Our findings highlight the beneficial effects of RS in improving metabolic outcomes, which are in line with numerous animal [69,109,110,111,112,113,114,115,116] and human studies [53,117,118,119,120,121]. Additionally, our study shows a striking protective effect of RS in improving metabolic outcomes, particularly in reducing body weight in male HF RS mice only. It is also important to note that there were no clinical signs of illness or changes in food intake in any of our dietary groups. The observed weight loss with RS supplementation in the HF diet (HF RS) during the second half of our study (particularly during weeks 11–16) may be due to impaired nutrient absorption and/or increased energy expenditure, which we were not able to measure in this study. Therefore, future studies are warranted to verify this hypothesis. There are also inconsistencies in the literature around RS and weight loss that could be attributed to several factors, such as variations in experimental models, treatment durations, types of RS, and different treatment dosages. Moreover, most of what we know about the effects of RS is based on animal and human studies that have mainly used RS2 (raw potato, green banana, high-amylose maize starch) [52,53,69,111,113,116,122,123,124,125,126,127,128], with limited studies on RS4 (chemically modified starch) [129,130,131,132]. Although RS2 is more commonly found in foods, it is less resistant and easily degraded by heat (such as in cooking). In contrast, RS4 offers significantly greater chemical resistance to digestive enzymes in the gut compared to RS2 [80,133].

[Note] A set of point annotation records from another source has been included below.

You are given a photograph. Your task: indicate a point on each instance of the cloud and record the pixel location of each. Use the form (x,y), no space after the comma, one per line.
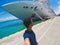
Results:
(57,11)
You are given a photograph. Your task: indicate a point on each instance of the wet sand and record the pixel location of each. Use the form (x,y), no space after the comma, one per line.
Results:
(47,33)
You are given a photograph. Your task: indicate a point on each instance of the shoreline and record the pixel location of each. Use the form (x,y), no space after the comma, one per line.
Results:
(18,33)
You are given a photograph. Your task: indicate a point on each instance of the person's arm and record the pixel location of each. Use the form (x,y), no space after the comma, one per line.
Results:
(26,41)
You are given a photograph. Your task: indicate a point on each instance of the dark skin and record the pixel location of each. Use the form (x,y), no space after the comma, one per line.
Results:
(26,41)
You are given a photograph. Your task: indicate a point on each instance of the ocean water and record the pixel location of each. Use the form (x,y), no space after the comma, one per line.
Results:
(12,26)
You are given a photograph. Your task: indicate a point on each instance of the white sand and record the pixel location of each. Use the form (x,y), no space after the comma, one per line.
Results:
(47,33)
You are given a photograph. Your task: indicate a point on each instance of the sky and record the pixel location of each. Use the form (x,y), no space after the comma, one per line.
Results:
(4,15)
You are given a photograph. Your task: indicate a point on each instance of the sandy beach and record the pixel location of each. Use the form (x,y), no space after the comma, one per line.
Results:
(47,33)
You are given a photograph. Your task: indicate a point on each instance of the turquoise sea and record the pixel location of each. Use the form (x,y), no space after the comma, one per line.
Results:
(12,26)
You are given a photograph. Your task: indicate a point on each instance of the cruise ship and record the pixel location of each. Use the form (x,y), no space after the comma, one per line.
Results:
(36,9)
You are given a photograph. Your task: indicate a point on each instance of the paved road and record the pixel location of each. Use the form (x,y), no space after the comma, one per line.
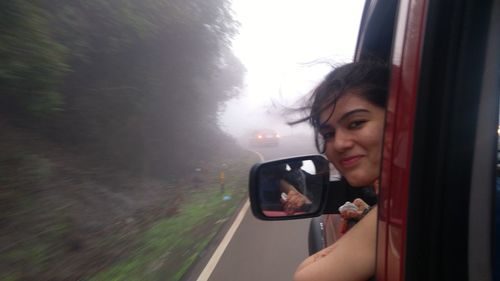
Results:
(261,250)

RS represents a small portion in most foods (<2.5%, dry matter basis), even in starchy foods (<15%, dry matter basis) [91]. On average, Australian adults consume only 3–9 g of RS per day [115], which is significantly below the recommended daily intake of 15–20 g/day of RS [115] considered essential for promoting bowel health benefits [91,115]. Currently, there is no consensus on the effective dosage for different types of RS. In our study, we incorporated RS4 at fractions ranging from 11% to 14% (by weight), which is similar to previous rodent studies [134,135,136]. However, it is important to note that these doses, while effective in rodents, are not directly comparable to the RS levels required in humans. Several human studies have been conducted to explore the effective dosage of RS4 in increasing SCFA production to exert beneficial effects. A 26-week clinical study by Upadhyaya et al. [131] showed that dietary supplementation with 30% RS4 (v/v in flour) significantly increased several faecal SCFA levels in individuals with metabolic syndrome, including propionate, butyrate, valerate, and hexanoate. In another study, a dose–response trial was conducted to investigate the effectiveness of different doses of RS4 (ranging from 10 to 50 g/day of RS4) in healthy participants [132]. Their findings indicated that the majority of tested RS4 doses did not change the overall concentration of faecal SCFAs. However, a significant increase in the concentration of propionate was observed at a minimum of a very high RS4 dose of 35 g/day. SCFA concentrations in past studies were usually assessed in faecal samples as a measure of colonic absorption and metabolism. However, it is important to analyse plasma SCFA levels in order to assess their systemic effects. Therefore, in our study, we analysed plasma propionate and butyrate concentrations and observed no differences in any of our dietary groups. Of note, the concentrations of SCFAs in plasma and faecal samples are known to be different [137,138,139]. It is important to consider that SCFA concentrations can be influenced by diet, the gut microbiome, the and host metabolism [140], which can lead to considerable variations in SCFA profiles in various conditions and methods of analysis. Thus, further research is required to gain a better understanding of the role that SCFAs play in yoyo dieting and RS supplementation, as well as their potential use as biomarkers or therapeutic targets.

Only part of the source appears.